On Behalf of | Jul 26, 2019 | Wills

The fact is that most people do not take the time to create an estate plan or even just a will. Admittedly, contemplating your own death isn’t anyone’s idea of a good time, so it ends up on the back burner. Some people think they have plenty of time to address the issue, but no one can predict the future.

If your recently deceased loved one did not create an estate plan, let alone a will, then you will more than likely need to go through probate in order to deal with his or her estate.

You may not realize what needs addressing upon death

It’s easy to go about your life without thinking about what happens to the assets you acquire, the debts you incur or who will raise your children if you are not around. Your loved one probably did the same. Now, you are left to figure out what happens to everything. The probate process can help you in the following ways:

  • Nevada law determines who inherits your loved one’s property through its laws of intestacy, which means dying without a will. The law defines who a person’s heirs are and which ones inherit property in a certain order.
  • Initiating probate proceedings begins a time limit for your loved one’s creditors to seek payment.
  • Any property such as real estate needs transferring after death. Probate allows that to happen.

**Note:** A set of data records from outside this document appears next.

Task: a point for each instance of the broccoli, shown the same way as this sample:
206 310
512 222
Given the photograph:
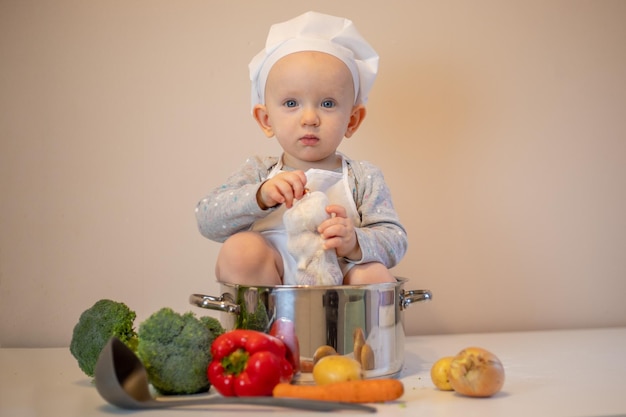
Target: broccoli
176 350
96 325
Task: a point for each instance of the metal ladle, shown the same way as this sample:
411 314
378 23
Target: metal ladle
122 380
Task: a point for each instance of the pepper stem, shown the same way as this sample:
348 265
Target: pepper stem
236 362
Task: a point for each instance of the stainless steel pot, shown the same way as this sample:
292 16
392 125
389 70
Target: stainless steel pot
345 317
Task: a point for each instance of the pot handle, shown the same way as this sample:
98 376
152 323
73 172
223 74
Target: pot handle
413 296
214 303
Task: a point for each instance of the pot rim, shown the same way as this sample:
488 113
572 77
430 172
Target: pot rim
399 282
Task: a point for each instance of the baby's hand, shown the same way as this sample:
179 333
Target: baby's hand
339 233
283 188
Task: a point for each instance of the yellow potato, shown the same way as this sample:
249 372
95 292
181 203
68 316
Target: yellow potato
336 368
440 373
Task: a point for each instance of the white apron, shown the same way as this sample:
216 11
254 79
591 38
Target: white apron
335 185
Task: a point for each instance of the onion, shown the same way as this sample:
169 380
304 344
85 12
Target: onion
476 372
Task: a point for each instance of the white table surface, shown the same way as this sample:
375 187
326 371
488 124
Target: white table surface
551 373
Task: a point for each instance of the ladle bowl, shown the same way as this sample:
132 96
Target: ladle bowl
122 380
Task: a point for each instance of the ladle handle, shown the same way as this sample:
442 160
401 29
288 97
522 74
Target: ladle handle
294 403
414 296
214 303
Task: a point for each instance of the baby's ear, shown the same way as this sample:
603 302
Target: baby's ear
262 118
356 118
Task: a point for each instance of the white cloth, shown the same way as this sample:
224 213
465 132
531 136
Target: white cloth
335 185
313 31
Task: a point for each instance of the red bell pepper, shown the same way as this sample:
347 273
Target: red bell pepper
248 363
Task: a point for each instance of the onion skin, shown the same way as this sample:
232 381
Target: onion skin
476 372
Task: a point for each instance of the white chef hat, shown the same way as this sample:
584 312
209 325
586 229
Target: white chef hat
319 32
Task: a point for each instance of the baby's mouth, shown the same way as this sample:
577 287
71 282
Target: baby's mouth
309 140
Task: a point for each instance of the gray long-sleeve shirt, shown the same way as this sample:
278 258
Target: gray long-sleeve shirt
232 207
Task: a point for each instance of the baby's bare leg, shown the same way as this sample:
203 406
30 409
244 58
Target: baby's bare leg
370 273
246 258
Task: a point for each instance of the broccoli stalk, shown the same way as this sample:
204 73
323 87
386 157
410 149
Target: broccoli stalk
176 350
96 325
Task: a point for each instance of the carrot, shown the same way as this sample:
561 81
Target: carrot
360 391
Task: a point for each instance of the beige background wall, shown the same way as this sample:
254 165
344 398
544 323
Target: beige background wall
500 127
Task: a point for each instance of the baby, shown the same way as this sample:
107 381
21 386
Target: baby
309 88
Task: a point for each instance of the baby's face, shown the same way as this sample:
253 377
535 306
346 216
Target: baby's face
309 98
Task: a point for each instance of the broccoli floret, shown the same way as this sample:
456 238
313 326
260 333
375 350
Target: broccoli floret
176 350
96 325
213 325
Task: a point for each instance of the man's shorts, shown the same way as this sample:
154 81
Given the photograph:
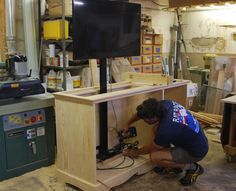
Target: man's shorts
180 155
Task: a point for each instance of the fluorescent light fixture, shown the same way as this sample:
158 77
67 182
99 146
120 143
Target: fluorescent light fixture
79 3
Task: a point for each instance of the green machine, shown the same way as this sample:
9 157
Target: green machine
27 134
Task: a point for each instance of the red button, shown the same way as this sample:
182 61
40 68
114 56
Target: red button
33 119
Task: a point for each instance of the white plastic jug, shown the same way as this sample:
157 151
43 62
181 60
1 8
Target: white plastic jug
51 82
59 80
69 81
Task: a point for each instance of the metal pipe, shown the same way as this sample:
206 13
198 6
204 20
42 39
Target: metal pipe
10 26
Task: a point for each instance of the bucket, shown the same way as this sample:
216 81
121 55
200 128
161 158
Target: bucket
59 80
76 81
51 82
69 81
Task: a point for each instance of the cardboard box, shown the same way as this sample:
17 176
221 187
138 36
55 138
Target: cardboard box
147 49
54 7
138 68
147 59
157 49
157 68
147 39
158 39
147 68
135 60
52 29
157 58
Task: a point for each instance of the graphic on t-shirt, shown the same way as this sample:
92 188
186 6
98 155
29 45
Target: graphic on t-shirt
181 115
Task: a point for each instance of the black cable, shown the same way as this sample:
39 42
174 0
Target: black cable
166 6
116 167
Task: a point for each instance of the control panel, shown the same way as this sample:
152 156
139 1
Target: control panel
23 119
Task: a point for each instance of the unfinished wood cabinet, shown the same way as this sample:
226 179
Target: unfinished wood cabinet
77 124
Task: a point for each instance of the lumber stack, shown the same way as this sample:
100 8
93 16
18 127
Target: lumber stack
207 118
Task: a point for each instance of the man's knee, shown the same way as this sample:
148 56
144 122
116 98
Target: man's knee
154 157
159 156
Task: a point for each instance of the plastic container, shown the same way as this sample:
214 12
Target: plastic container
76 81
51 82
69 81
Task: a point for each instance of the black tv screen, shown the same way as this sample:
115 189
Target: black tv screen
105 29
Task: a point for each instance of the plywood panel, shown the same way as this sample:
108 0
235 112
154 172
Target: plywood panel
2 30
75 127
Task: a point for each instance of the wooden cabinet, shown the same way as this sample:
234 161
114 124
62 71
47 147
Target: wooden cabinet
77 124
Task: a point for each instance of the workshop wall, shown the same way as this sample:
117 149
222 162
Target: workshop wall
209 31
161 20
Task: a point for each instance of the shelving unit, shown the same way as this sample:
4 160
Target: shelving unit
63 43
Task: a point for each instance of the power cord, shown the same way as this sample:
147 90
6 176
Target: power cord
116 167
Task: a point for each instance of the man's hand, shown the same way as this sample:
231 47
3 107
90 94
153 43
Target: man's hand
125 128
131 153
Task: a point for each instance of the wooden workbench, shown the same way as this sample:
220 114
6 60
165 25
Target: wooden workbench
77 127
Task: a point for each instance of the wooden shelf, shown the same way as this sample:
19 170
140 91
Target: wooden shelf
66 68
58 41
47 17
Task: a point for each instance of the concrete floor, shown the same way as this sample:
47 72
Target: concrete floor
219 176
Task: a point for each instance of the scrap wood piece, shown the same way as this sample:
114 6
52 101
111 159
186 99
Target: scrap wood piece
213 116
203 118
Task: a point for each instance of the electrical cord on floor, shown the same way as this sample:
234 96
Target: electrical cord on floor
116 167
104 184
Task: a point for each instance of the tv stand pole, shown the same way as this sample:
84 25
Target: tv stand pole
103 135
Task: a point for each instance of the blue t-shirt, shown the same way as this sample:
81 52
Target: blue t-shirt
179 128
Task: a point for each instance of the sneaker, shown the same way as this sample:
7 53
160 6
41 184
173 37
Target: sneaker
163 170
191 176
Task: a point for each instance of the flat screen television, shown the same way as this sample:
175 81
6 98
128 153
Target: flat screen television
105 29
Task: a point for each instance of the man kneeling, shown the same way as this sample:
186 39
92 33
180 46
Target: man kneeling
179 141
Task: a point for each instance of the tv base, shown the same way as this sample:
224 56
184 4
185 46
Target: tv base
107 179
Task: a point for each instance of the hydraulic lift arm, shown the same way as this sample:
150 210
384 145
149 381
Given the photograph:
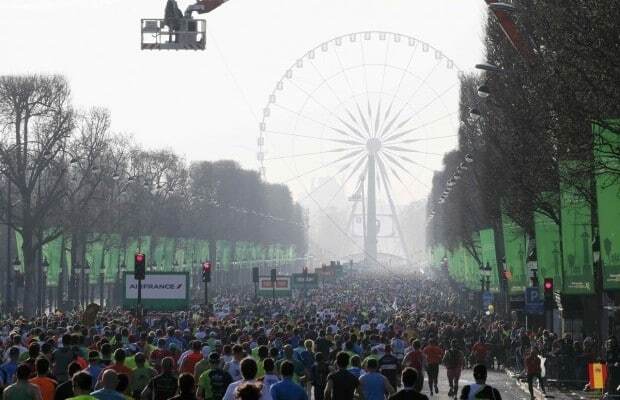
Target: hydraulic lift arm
204 6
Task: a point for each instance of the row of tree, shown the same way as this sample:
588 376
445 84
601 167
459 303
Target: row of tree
540 112
65 173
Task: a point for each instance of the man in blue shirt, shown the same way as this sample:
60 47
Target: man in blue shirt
109 381
287 389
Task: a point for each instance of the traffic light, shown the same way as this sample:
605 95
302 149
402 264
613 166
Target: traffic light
139 268
206 271
548 287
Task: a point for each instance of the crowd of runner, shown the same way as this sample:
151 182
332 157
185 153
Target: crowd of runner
368 336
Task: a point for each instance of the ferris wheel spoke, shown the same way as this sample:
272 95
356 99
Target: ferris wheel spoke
418 111
313 170
402 77
406 171
343 184
344 72
406 159
353 129
389 139
315 153
394 211
398 148
364 122
326 81
415 92
303 116
341 141
377 118
425 139
328 180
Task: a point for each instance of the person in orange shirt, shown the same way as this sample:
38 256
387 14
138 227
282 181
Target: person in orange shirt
434 355
46 385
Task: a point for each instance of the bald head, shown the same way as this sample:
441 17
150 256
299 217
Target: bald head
109 380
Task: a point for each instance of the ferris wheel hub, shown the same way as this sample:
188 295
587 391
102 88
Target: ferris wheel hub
373 145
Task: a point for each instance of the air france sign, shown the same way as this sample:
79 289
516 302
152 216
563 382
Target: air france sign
160 291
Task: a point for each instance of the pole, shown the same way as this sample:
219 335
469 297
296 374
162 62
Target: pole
9 212
139 312
371 223
207 295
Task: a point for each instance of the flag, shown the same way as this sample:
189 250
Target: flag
597 375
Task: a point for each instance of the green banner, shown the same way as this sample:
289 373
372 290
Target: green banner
608 197
515 243
548 249
576 220
489 256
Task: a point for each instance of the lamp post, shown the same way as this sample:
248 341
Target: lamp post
43 289
121 269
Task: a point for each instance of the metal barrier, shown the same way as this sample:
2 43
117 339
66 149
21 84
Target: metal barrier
190 35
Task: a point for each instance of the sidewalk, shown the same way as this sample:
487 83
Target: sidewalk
553 392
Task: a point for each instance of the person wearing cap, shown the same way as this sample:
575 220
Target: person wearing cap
82 383
22 389
190 358
94 367
212 383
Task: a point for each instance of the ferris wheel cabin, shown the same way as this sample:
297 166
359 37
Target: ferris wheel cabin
186 34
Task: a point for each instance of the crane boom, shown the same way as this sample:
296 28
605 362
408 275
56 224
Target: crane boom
513 34
204 6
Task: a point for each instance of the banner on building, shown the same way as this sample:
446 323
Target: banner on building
576 220
161 291
515 244
607 144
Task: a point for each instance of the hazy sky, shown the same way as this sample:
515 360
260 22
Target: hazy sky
207 104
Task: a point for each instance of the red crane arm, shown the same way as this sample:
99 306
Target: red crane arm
518 41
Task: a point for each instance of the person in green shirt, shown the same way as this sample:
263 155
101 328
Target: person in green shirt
142 375
82 384
213 383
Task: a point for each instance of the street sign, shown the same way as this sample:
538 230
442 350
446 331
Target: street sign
305 281
282 286
487 299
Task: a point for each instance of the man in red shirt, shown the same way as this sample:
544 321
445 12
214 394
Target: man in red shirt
479 352
416 359
46 385
433 354
533 370
188 360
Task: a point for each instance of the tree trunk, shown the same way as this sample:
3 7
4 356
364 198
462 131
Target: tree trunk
29 273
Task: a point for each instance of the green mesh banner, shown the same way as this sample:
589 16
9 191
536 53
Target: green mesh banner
94 258
576 238
130 251
52 252
489 256
224 255
608 197
515 243
548 249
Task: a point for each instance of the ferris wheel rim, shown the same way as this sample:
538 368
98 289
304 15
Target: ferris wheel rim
367 35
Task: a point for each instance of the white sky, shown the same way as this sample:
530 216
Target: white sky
205 105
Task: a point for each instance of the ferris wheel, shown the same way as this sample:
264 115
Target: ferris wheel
359 123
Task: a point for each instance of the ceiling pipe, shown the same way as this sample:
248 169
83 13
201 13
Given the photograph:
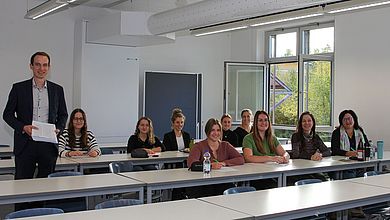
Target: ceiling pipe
211 12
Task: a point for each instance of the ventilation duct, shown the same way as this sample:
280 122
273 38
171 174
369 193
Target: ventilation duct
211 12
124 29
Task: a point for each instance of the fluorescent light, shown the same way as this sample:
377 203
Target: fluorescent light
358 7
220 31
286 19
45 8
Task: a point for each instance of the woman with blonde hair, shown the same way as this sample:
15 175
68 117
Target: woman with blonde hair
177 139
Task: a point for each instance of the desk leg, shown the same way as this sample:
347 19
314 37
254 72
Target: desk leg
141 194
81 169
282 180
148 195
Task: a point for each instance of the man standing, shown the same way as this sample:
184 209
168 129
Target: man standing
36 99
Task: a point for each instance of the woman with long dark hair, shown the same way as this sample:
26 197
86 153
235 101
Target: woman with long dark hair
346 137
77 140
306 144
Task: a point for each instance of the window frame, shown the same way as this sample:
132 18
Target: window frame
300 58
226 86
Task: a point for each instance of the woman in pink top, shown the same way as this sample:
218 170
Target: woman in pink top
222 152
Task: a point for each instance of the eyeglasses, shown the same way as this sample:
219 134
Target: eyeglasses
38 65
78 119
348 119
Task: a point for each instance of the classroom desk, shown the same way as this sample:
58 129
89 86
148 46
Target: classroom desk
104 160
301 201
190 209
8 166
382 180
6 151
28 190
384 161
116 147
327 164
177 178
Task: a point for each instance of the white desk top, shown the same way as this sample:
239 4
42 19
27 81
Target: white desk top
164 156
297 201
42 188
326 164
382 180
190 209
8 165
113 145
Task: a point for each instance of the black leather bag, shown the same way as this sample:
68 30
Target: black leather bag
139 153
196 166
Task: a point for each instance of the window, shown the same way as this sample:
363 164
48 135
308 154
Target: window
244 88
282 45
300 81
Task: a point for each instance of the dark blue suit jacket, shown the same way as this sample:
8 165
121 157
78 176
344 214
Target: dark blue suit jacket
19 110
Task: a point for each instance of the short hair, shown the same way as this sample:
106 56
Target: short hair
39 53
209 125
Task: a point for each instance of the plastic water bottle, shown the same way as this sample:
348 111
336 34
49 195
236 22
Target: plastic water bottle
372 150
206 163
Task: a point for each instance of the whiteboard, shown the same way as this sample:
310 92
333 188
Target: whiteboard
109 91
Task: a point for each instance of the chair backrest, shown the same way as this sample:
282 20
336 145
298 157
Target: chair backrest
123 166
33 212
307 181
370 173
239 189
106 151
117 203
65 173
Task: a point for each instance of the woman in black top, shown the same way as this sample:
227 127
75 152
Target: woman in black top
227 134
306 144
347 136
245 127
144 138
177 139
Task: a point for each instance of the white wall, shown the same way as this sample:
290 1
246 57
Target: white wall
362 44
197 55
19 39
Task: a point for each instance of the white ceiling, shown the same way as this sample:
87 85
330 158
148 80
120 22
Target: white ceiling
138 5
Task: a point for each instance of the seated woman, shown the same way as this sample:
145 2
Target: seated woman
77 140
346 138
227 134
144 138
245 127
177 139
261 146
222 154
306 144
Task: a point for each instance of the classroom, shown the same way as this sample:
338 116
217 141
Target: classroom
106 78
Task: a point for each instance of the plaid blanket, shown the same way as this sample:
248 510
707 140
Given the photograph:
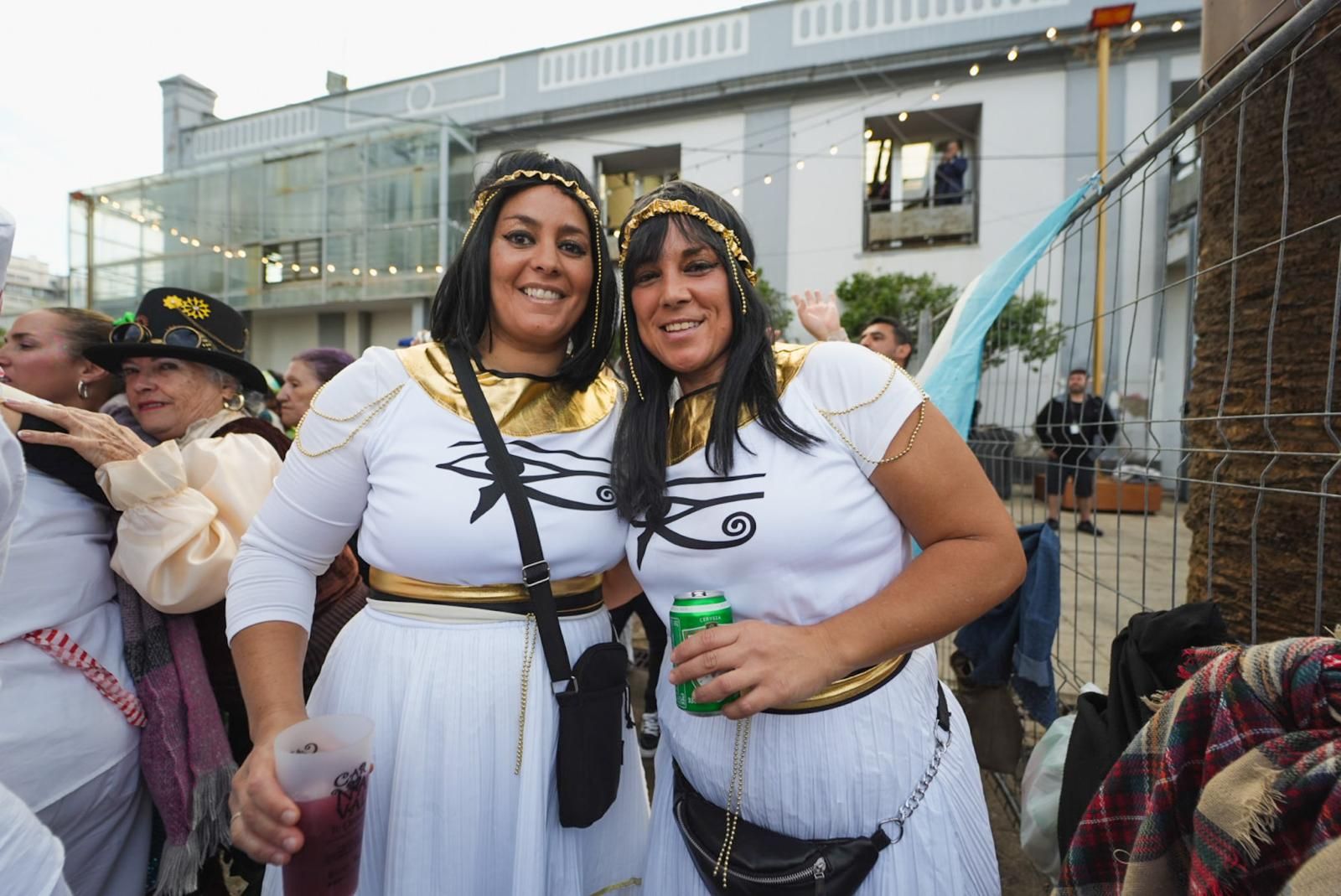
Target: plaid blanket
1233 788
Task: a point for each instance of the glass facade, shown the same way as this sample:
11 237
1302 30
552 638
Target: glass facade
349 219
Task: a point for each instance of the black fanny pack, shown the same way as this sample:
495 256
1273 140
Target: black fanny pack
593 694
751 860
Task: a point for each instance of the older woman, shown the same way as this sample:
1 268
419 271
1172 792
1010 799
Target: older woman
446 659
184 506
793 479
70 746
308 373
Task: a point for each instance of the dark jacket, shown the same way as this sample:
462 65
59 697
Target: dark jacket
1096 420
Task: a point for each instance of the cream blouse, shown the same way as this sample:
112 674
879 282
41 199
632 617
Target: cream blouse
185 506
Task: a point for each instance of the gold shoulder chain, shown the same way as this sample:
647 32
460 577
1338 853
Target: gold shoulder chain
369 412
922 416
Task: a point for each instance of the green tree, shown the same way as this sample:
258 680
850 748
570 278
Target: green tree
1023 324
779 306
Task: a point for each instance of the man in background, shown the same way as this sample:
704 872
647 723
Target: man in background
1073 429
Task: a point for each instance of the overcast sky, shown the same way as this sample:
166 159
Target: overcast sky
80 98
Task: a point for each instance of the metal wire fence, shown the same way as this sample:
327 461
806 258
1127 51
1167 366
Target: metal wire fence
1217 353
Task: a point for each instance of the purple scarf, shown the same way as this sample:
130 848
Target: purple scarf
184 753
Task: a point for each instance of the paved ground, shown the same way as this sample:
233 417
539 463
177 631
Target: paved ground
1139 563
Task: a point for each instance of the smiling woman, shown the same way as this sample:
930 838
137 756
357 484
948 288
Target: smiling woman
795 478
466 773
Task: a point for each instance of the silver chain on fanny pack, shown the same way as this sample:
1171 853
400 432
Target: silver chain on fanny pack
919 793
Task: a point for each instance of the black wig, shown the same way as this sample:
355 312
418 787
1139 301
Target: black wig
462 306
750 377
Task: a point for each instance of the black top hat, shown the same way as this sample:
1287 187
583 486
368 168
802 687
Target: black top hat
172 322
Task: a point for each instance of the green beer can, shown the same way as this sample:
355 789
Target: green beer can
691 614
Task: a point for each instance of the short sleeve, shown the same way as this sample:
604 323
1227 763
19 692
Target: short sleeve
318 500
862 396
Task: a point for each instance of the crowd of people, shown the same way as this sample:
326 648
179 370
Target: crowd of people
185 580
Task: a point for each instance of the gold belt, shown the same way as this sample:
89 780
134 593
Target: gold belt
849 688
482 596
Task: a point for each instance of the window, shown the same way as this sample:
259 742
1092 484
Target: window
293 261
920 179
625 178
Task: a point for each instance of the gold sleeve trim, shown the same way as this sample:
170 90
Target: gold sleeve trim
895 370
522 407
368 413
422 590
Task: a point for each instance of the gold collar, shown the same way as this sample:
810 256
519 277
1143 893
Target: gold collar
691 419
522 407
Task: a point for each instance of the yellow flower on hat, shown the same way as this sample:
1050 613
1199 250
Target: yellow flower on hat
191 306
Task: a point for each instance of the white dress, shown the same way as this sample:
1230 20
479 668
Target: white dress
402 460
65 748
795 538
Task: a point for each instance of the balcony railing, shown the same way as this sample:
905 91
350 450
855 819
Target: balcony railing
949 218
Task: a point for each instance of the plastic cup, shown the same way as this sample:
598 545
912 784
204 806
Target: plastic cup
322 764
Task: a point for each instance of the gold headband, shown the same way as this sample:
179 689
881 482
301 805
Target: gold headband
486 194
681 207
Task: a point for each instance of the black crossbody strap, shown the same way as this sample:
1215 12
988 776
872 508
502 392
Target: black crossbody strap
536 572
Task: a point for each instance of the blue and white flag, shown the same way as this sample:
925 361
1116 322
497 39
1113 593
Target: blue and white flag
954 366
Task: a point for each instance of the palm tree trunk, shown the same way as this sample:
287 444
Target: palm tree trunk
1264 344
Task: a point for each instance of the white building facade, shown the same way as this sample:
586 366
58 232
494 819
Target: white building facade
329 221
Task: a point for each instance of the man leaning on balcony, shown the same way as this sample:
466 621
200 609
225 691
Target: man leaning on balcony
950 176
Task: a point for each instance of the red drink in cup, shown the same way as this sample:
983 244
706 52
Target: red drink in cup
324 766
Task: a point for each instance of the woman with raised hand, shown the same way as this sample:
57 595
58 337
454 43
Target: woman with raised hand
70 746
446 659
795 479
185 503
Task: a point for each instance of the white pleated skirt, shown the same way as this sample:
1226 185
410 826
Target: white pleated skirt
837 773
446 811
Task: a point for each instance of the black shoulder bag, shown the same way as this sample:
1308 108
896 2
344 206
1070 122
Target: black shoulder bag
592 692
753 860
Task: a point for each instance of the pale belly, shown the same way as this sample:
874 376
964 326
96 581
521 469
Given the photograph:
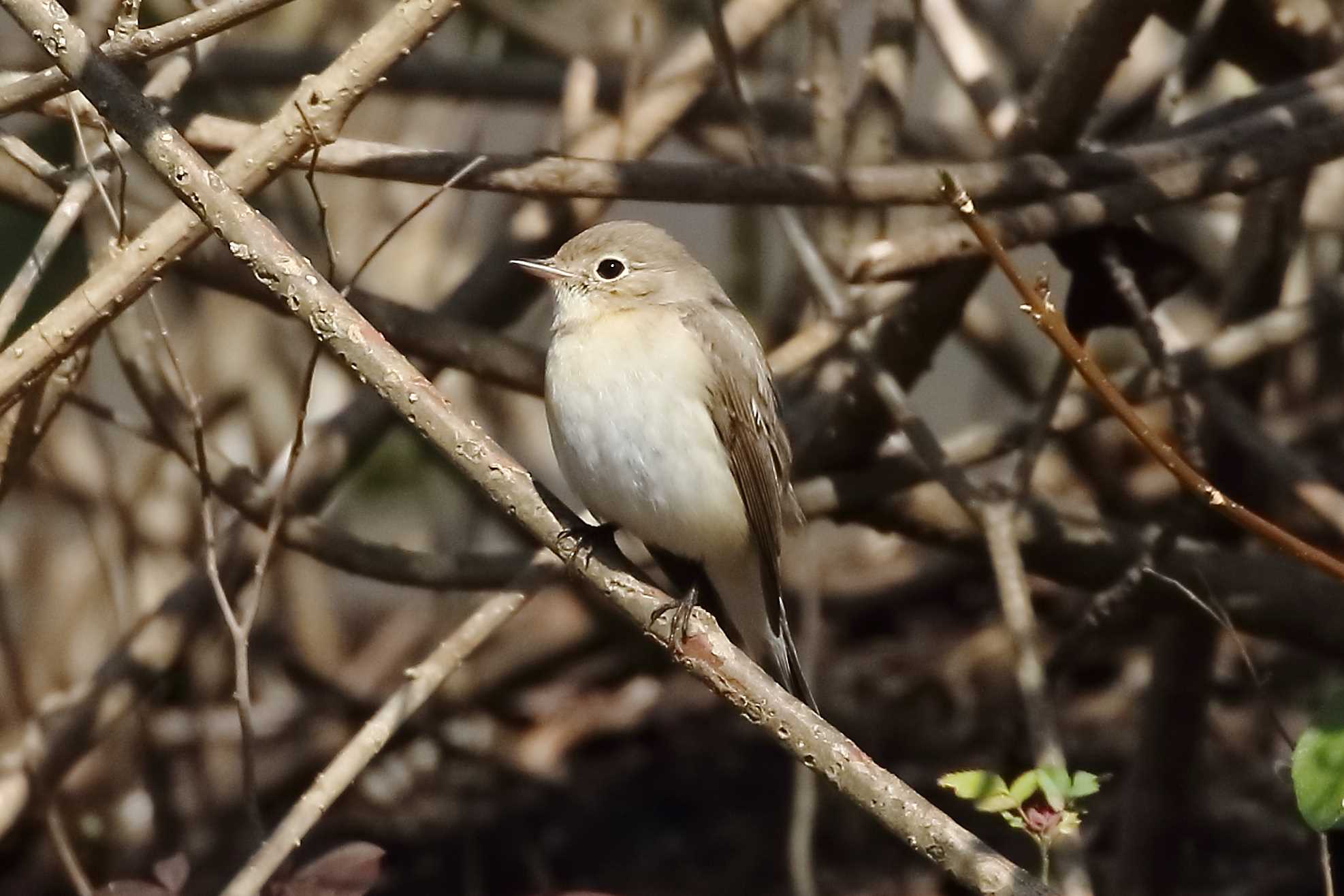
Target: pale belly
635 441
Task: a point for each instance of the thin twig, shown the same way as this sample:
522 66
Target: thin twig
66 852
421 683
425 203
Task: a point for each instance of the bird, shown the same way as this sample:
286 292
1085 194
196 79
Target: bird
666 422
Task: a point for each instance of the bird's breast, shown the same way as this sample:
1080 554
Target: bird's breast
625 398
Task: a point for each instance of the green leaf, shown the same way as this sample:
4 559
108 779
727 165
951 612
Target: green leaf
1023 786
1054 785
1319 767
1084 785
988 790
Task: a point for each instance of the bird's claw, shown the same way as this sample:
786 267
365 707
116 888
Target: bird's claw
682 611
585 539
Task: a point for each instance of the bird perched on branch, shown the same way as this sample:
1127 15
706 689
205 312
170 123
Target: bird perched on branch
666 422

These are just some of the issues you will need to address to close the estate. The court will also require resolution to tax matters and other financial issues outstanding at the time of the person’s death.

Where do you start?

The first thing you will need to do is find all of the assets and liabilities that make up the estate. The value often determines what type of probate is required. Smaller estates go through a different process than larger ones do. From there, you will need to do the following:

  • Determine the county in which to file the probate.
  • File a petition with the court in order to initiate the probate process. You will need a certified copy of the death certificate in order to do this.
  • Include all of the pertinent information required to begin probate, such as names and addresses of all living heirs. All interested parties will require notification of the death and probate.
  • If all is in order, the court will appoint you as the estate’s personal representative or administrator.

From this point, you will undertake numerous duties in order to close the estate. Fortunately, you do not have to go through this process alone. You can enlist the help of an experienced probate attorney to guide you through it.